中国CATL(寧徳時代)は2022年6月23日、同社として第3世代となる車載用電池パックの新設計「CTP(Cell To Package)3.0」と、それをNMC(Ni-Mn-Co)系電池に用いた電池パック「麒麟(Qilin)電池」を正式発表した。主に冷却システムを最適化したことで電池本来の体積を6%増加させ、電池パックとしての重量エネルギー密度を最大255Wh/kgに高めたとする。これは現行の車載用電池パックとしては世界最高水準。また、冷却を強化したことで急速充電性能が向上し、10分で充電率80%の充電が可能になったとする。同社はこの電池パックを2023年に量産出荷する予定だ。
冷却システムの体積を圧縮するも性能は向上
米Tesla(テスラ)の電気自動車(EV)に使われている電池セルの重量エネルギー密度は270Wh/kgを超えているとみられるが、電池セルをモジュール化し、さらに電池パックにした後は、体積エネルギー密度がその6割超に低下してしまう。これは、モジュールや電池パックの筐体(きょうたい)、そして冷却システムの体積が必要になるからである。
CATLは2019年以降、モジュールの筐体を省いた電池パックの再設計を繰り返しており、今回のCTP3.0が3世代めにあたる。新設計の最大のポイントは冷却システムを最適化したことで、同システムの体積を大幅に低減する一方で、その表面積は4倍に高めたとする。冷却能力はテスラが導入予定の4680電池の電池パックの1.5倍であるという。
結果、電池セルの体積エネルギー密度に対する電池パックのそれは72%と、他の多くのEV向け電池パックを上回った。冷却性能が向上したことで出力は4680電池に比べて13%向上。4C(15分でほぼ満充電)での充電が可能で、充電率が10%の電池を同80%に充電するのに要する時間は10分だという。

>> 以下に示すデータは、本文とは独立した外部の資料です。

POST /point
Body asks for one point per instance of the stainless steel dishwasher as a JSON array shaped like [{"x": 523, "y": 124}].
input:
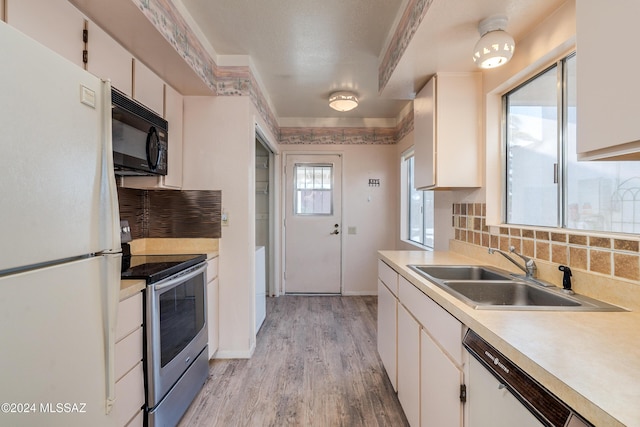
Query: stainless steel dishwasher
[{"x": 500, "y": 394}]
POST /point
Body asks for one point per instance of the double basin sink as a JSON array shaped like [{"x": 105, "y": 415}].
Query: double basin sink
[{"x": 484, "y": 287}]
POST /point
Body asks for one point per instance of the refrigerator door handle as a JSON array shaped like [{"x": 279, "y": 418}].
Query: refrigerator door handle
[{"x": 109, "y": 207}]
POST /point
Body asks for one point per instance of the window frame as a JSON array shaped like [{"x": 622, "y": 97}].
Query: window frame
[
  {"x": 561, "y": 149},
  {"x": 569, "y": 168},
  {"x": 405, "y": 209}
]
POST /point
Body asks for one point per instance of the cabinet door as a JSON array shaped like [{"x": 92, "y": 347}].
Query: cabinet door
[
  {"x": 54, "y": 23},
  {"x": 447, "y": 132},
  {"x": 409, "y": 365},
  {"x": 440, "y": 383},
  {"x": 212, "y": 315},
  {"x": 108, "y": 60},
  {"x": 607, "y": 110},
  {"x": 173, "y": 115},
  {"x": 424, "y": 136},
  {"x": 490, "y": 404},
  {"x": 387, "y": 338},
  {"x": 148, "y": 88}
]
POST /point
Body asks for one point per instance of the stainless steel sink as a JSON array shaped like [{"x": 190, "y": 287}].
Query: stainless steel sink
[
  {"x": 492, "y": 289},
  {"x": 461, "y": 272}
]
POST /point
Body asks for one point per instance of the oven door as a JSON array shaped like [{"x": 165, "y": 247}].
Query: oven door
[{"x": 176, "y": 328}]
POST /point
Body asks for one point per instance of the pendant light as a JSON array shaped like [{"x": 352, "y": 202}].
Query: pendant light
[
  {"x": 343, "y": 101},
  {"x": 495, "y": 47}
]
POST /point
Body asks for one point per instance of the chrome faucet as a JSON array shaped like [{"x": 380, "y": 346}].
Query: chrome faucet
[{"x": 529, "y": 266}]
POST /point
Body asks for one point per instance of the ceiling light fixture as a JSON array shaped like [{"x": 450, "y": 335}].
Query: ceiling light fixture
[
  {"x": 343, "y": 101},
  {"x": 495, "y": 47}
]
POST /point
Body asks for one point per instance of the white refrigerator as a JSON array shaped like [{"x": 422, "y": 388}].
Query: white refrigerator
[{"x": 59, "y": 240}]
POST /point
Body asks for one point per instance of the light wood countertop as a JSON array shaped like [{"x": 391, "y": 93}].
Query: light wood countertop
[{"x": 590, "y": 360}]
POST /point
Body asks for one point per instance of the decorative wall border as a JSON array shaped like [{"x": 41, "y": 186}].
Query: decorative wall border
[
  {"x": 407, "y": 27},
  {"x": 348, "y": 135}
]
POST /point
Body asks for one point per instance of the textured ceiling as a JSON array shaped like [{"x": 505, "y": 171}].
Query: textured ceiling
[{"x": 302, "y": 50}]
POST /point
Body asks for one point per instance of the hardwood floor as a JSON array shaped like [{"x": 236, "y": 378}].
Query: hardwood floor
[{"x": 315, "y": 364}]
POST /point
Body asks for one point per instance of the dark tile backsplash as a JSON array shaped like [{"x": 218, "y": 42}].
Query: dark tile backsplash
[{"x": 171, "y": 213}]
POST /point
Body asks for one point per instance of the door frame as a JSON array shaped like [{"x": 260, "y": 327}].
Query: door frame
[
  {"x": 283, "y": 199},
  {"x": 273, "y": 288}
]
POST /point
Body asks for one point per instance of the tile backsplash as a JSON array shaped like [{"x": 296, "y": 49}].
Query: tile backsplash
[
  {"x": 613, "y": 255},
  {"x": 171, "y": 213}
]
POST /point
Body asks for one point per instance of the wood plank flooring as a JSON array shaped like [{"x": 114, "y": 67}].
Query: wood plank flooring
[{"x": 315, "y": 364}]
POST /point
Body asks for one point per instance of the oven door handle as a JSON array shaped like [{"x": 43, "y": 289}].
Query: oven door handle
[{"x": 172, "y": 283}]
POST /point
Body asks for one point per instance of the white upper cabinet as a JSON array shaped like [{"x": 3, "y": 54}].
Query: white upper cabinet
[
  {"x": 607, "y": 81},
  {"x": 107, "y": 59},
  {"x": 173, "y": 114},
  {"x": 447, "y": 132},
  {"x": 54, "y": 23},
  {"x": 148, "y": 88}
]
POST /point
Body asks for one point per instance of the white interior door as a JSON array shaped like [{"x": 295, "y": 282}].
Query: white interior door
[{"x": 313, "y": 224}]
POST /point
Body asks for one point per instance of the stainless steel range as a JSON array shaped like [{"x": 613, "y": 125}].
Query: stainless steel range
[{"x": 176, "y": 357}]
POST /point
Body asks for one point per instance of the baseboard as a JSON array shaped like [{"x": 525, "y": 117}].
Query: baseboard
[
  {"x": 359, "y": 293},
  {"x": 235, "y": 354}
]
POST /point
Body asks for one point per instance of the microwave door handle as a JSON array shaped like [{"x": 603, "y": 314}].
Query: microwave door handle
[
  {"x": 172, "y": 283},
  {"x": 153, "y": 148}
]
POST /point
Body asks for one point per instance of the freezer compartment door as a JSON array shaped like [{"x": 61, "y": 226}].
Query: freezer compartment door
[
  {"x": 54, "y": 199},
  {"x": 58, "y": 325}
]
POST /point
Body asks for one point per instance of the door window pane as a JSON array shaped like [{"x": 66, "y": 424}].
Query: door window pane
[
  {"x": 313, "y": 189},
  {"x": 532, "y": 151},
  {"x": 420, "y": 210}
]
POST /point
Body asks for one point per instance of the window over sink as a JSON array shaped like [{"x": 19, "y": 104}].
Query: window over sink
[
  {"x": 418, "y": 207},
  {"x": 545, "y": 183}
]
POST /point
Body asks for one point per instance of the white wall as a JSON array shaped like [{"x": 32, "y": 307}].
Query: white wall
[
  {"x": 219, "y": 150},
  {"x": 372, "y": 210}
]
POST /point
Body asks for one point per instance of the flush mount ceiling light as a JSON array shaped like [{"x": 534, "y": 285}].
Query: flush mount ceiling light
[
  {"x": 495, "y": 47},
  {"x": 343, "y": 101}
]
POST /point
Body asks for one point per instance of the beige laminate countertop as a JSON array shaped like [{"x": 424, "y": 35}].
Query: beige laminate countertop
[{"x": 590, "y": 360}]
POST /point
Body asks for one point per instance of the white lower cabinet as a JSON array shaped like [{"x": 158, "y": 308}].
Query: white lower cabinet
[
  {"x": 440, "y": 381},
  {"x": 420, "y": 345},
  {"x": 387, "y": 331},
  {"x": 128, "y": 363},
  {"x": 409, "y": 365}
]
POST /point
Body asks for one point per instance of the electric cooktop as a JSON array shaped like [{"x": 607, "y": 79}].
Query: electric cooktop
[{"x": 154, "y": 268}]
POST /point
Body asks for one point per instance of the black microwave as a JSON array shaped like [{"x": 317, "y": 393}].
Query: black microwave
[{"x": 140, "y": 138}]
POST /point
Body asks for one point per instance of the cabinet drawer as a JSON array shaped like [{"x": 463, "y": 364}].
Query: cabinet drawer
[
  {"x": 128, "y": 352},
  {"x": 388, "y": 276},
  {"x": 212, "y": 269},
  {"x": 129, "y": 316},
  {"x": 441, "y": 325},
  {"x": 129, "y": 395}
]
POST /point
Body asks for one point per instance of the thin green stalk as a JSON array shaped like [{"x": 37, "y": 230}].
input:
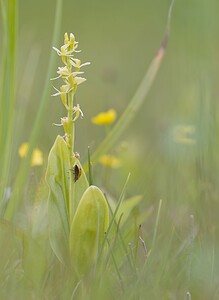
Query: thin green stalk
[
  {"x": 9, "y": 13},
  {"x": 156, "y": 225},
  {"x": 71, "y": 135},
  {"x": 25, "y": 164}
]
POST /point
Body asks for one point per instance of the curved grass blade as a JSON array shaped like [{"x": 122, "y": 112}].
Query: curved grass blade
[
  {"x": 137, "y": 100},
  {"x": 25, "y": 164}
]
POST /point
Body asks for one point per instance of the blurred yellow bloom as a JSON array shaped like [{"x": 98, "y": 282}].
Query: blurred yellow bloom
[
  {"x": 110, "y": 161},
  {"x": 182, "y": 134},
  {"x": 105, "y": 118},
  {"x": 37, "y": 155}
]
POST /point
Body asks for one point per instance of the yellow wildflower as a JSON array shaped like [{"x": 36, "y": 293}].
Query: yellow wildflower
[
  {"x": 37, "y": 155},
  {"x": 110, "y": 161},
  {"x": 105, "y": 118}
]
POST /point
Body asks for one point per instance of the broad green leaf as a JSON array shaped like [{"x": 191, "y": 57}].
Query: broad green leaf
[
  {"x": 57, "y": 177},
  {"x": 88, "y": 228},
  {"x": 80, "y": 185}
]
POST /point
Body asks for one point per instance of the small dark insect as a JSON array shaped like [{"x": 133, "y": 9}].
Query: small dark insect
[{"x": 77, "y": 172}]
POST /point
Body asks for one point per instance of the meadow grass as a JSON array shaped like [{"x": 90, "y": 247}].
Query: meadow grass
[{"x": 173, "y": 255}]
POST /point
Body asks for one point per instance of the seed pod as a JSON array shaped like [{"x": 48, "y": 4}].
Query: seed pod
[{"x": 88, "y": 228}]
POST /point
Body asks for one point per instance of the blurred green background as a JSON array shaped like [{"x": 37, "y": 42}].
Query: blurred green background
[{"x": 171, "y": 148}]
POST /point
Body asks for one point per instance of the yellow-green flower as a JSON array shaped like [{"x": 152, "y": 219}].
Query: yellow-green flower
[
  {"x": 182, "y": 134},
  {"x": 37, "y": 155},
  {"x": 105, "y": 118},
  {"x": 110, "y": 161}
]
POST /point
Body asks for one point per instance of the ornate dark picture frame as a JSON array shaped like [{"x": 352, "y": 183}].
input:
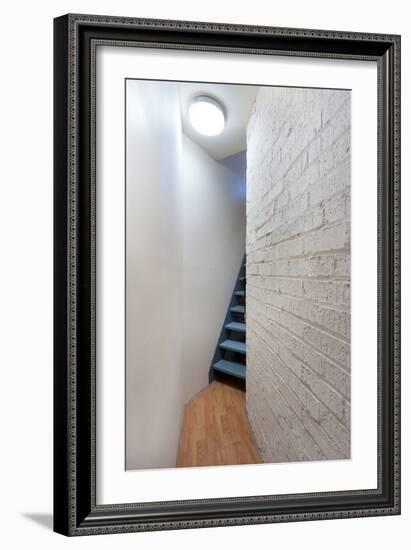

麒麟電池の体積エネルギー密度は未公表だが、重量エネルギー密度はNMC系電池(麒麟電池)の場合で255Wh/kg、リン酸鉄リチウム(LFP)系電池の場合で160Wh/kgと、これまでのセル並みの値を電池パックで実現できたとする。麒麟電池を利用したEVの航続距離は1000km超を期待できるという。